Two months later, Condé Nast hit back with a countersuit accusing Tonchi of interfering with the sale of W in order to benefit himself. It later withdrew two of its counterclaims against Tonchi — breach of confidentiality and breach of employment agreement — in order to keep secret details about W’s business and previously interested buyers, but kept two of its counterclaims, which Tonchi subsequently asked a judge to dismiss.
Recently, that judge — New York State Supreme Court Judge Joel Cohen — came back with an answer, granting Tonchi’s motion to dismiss Advance’s counterclaims for breach of fiduciary duty, but denying his motion to dismiss the claim for breach of the duty of loyalty/faithless servant, leaving Advance with just one counterclaim, compared with four in 2019.

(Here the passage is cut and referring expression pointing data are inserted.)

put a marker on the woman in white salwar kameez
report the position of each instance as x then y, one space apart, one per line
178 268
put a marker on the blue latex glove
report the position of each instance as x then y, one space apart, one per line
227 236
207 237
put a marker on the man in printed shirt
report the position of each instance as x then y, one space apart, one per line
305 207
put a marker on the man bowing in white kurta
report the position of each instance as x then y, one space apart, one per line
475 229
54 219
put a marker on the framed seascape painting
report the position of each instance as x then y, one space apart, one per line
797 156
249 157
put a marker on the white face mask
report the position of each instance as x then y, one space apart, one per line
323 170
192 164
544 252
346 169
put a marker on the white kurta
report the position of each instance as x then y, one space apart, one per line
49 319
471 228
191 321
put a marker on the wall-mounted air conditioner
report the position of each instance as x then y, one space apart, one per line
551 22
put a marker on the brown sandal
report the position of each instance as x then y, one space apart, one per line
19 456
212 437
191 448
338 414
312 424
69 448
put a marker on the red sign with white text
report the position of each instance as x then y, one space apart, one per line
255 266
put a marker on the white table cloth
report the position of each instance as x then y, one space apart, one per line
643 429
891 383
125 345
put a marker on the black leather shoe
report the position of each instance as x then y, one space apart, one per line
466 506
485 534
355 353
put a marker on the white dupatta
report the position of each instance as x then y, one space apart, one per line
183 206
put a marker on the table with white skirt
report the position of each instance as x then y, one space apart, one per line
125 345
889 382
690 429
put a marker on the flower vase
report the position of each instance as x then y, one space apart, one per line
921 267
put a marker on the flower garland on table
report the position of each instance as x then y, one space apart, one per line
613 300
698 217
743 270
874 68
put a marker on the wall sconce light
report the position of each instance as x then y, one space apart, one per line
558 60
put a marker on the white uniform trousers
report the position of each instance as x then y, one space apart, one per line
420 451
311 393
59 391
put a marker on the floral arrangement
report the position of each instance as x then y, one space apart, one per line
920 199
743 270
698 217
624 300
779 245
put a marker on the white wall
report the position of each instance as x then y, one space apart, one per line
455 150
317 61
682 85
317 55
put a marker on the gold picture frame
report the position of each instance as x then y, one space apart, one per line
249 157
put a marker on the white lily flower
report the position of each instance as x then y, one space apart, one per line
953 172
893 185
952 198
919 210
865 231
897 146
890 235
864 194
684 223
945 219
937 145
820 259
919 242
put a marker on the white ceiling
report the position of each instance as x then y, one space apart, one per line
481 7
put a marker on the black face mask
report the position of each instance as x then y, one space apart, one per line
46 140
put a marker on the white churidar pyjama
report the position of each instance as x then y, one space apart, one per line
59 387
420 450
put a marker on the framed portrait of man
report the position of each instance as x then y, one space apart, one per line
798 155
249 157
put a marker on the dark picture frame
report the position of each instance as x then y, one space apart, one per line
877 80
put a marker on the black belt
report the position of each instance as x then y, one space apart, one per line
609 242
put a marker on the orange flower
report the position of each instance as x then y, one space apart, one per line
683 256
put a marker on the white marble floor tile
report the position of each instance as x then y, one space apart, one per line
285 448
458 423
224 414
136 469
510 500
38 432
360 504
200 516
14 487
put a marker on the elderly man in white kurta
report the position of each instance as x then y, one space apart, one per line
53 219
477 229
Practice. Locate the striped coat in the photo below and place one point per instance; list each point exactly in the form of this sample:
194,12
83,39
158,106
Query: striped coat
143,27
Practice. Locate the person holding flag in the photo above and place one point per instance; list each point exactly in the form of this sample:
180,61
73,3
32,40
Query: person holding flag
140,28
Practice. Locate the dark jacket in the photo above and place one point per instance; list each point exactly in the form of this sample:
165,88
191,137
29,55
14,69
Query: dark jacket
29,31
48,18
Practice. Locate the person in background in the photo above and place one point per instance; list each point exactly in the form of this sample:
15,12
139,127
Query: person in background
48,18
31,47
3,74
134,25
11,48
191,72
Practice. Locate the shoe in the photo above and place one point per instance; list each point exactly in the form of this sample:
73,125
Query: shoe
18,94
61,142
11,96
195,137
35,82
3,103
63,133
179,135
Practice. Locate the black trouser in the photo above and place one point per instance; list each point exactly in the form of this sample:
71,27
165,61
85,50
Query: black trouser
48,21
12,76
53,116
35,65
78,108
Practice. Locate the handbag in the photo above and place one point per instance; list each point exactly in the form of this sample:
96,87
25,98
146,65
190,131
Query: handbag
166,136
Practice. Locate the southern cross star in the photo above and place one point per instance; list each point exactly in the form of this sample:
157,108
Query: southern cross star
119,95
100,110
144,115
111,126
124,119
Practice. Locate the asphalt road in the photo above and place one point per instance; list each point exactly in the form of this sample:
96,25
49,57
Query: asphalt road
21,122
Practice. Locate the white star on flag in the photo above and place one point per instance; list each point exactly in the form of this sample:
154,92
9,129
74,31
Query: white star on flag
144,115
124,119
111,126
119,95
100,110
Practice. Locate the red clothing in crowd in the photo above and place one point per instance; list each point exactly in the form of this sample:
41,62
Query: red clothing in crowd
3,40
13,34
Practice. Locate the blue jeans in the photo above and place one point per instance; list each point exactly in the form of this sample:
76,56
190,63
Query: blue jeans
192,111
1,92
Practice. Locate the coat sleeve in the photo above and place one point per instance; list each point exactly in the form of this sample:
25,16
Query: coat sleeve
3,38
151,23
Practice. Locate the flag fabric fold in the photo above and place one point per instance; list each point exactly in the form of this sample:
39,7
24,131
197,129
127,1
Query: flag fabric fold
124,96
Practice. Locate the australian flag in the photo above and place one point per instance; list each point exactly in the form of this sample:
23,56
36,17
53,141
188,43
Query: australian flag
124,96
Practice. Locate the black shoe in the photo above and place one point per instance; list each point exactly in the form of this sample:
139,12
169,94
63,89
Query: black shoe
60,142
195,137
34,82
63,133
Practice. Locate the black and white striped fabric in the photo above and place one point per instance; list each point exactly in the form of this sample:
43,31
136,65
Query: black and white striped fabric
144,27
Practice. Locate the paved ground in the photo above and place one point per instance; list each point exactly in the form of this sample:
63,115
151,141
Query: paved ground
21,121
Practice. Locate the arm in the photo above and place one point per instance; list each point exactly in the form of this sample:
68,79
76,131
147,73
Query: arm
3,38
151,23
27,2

On the breach of fiduciary duty counterclaim, Cohen noted that it “must be dismissed because it fails to adequately plead that defendants suffered any compensable harm.” Part of this no doubt stems from Advance not wanting to disclose certain details about the sale process surrounding W.
“There is no indication in the counterclaims, for instance, about what sort of ‘damage control’ the AMPI Sales Team deployed in response to Tonchi’s actions. Nor do the counterclaims touch on any ‘future transactions’ which could be impacted by Tonchi’s conduct,” he said in court documents.
As for breach of the duty of loyalty, where Tonchi is alleged to have acted disloyally in the W sale process, elevating his own interests at the expense of Advance, he referred to three allegations. The first is Advance alleging that Tonchi disclosed confidential information to potential buyers without notice to Advance, as well as blocking a potential buyer’s attempts to meet with senior members of W’s editorial team in order to minimize the importance of other W staff members, so that he could appear indispensable to the potential buyer.
Advance also alleged that Tonchi jeopardized the sale to Surface by disparaging Surface and its chief executive officer Marc Lotenberg to other W employees and encouraging W employees not to work for the media company.
“Together, these allegations are sufficient to state a cause of action for breach of duty of loyalty, including a claim for disgorgement of previously paid compensation during the period of disloyalty under the faithless servant doctrine,” Cohen concluded.
It’s understood that at this stage of the case the evidence has yet to be reviewed.
Lani Adler, Tonchi’s lawyer, told WWD: “I am confident that based on the evidence which consists of the documents that the parties have exchanged based on the deposition testimonies of multiple witnesses including Anna Wintour, Bob Sauerberg [former CEO of Condé Nast] and Roger Lynch that Mr. Tonchi will prevail in all respects.”
A representative for Advance did not respond to request for comment.